Bill Stokes

Biographical details
- Born: April 16, 1929
- Died: April 25, 2018 (aged 89)

Playing career
- 1947–1951: Western Kentucky

Coaching career (HC unless noted)
- 1958–1962: Middle Tennessee (assistant)
- 1962–1965: Middle Tennessee

= Bill Stokes =

American basketball coach (1929–2018)

William Malcolm Stokes (April 16, 1929 – April 25, 2018) was an American college basketball coach.

Stokes was born in Earlington, Kentucky, the son of Frank Farmer Stokes and Frances Wyatt Stokes. He grew up in Earlington and worked in the coal mines in his youth. Stokes graduated from Earlington High School and enrolled at Western Kentucky University. When he was 18, his father died in a mining accident. After graduating from Western Kentucky, Stokes joined the Marines and became a lieutenant. He earned a master's degree and doctorate at George Peabody College of Vanderbilt University, then did some postgraduate work at Harvard University. Stokes taught a number of subjects, including administration, supervision, statistics, tests and measurements, health, physical education, recreation and athletics.

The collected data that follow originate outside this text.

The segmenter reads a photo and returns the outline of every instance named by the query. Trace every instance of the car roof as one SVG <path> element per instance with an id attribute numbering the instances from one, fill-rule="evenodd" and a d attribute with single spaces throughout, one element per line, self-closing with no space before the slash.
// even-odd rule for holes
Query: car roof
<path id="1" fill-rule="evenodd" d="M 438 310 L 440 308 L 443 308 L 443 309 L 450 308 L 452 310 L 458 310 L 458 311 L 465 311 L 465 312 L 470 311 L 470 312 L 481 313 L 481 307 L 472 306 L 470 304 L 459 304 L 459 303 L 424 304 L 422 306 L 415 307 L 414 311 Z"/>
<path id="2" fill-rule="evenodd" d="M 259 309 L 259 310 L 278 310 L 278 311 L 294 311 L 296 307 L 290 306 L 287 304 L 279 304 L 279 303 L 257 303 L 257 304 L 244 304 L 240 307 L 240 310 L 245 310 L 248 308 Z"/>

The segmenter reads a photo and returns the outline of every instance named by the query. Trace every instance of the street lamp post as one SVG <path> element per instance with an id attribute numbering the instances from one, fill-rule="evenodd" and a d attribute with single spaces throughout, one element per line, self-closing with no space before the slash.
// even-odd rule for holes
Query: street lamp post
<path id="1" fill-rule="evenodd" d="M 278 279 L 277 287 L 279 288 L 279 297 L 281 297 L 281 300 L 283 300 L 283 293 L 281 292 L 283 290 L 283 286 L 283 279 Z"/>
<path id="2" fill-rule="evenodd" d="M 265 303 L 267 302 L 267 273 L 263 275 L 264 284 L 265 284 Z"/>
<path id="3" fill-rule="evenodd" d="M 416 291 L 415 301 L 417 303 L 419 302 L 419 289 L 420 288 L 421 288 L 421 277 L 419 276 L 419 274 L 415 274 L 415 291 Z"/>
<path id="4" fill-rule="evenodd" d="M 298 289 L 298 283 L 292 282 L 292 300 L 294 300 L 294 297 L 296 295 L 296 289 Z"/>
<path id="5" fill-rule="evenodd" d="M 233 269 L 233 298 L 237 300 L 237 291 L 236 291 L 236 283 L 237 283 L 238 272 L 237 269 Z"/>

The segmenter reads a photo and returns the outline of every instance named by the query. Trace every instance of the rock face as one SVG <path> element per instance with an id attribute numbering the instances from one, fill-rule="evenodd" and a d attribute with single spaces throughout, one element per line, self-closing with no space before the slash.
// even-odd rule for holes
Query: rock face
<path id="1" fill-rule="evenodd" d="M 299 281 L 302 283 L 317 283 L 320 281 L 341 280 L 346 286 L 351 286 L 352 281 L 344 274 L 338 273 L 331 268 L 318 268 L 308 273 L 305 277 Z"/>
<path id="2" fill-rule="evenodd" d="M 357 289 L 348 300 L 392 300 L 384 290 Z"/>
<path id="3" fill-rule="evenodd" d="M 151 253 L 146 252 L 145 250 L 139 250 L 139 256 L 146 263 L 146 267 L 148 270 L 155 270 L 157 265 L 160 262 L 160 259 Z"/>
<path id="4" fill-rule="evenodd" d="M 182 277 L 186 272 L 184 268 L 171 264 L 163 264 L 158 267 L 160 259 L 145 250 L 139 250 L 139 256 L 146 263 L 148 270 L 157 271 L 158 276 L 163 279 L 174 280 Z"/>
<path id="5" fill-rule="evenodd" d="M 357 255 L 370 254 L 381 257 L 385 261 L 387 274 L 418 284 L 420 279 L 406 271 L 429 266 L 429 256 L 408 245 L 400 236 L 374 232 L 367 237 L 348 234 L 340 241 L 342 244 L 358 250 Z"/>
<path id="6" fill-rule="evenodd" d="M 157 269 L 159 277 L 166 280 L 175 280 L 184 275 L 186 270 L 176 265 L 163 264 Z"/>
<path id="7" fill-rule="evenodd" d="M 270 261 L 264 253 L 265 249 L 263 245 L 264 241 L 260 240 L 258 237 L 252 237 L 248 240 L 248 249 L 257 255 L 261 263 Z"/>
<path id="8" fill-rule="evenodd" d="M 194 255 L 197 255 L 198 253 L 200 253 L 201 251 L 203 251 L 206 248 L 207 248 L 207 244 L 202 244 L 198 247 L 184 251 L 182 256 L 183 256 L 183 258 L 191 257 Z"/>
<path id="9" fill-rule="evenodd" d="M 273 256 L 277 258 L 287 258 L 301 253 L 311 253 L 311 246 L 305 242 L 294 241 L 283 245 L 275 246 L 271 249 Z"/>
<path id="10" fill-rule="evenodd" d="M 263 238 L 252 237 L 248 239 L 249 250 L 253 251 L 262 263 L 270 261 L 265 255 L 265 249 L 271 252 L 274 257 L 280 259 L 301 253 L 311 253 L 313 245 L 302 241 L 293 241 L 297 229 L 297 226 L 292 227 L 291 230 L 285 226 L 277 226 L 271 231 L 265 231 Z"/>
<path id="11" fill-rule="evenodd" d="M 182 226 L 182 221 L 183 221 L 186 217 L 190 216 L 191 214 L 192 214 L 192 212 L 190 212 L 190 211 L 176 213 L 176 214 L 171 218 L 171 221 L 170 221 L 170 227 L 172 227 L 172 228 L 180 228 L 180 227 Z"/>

In 1958, Stokes became an assistant basketball coach at Middle Tennessee State under Ed Diddle Jr. Stokes became the head coach in 1962. He hired Ken Trickey as an assistant, who replaced him in 1965. Stokes came to Miami-Dade College in 1966 as athletic director and eventually became President at Wolfson Campus, Kendall Campus and North Campus.

In 1997, Stokes left Miami-Dade to join Lockheed Martin and afterwards Affiliated Computer Services as the project manager of the Welfare Reform Programs. He was a member of the Greater Miami Chamber of Commerce and United Way Community Development Committee. On April 25, 2018, Stokes died of Parkinson's disease. He is survived by his wife Roberta Boyce Stokes; children Deborah and James Norman; several grandchildren and great-grandchildren; and brothers Jim and Steve Blais.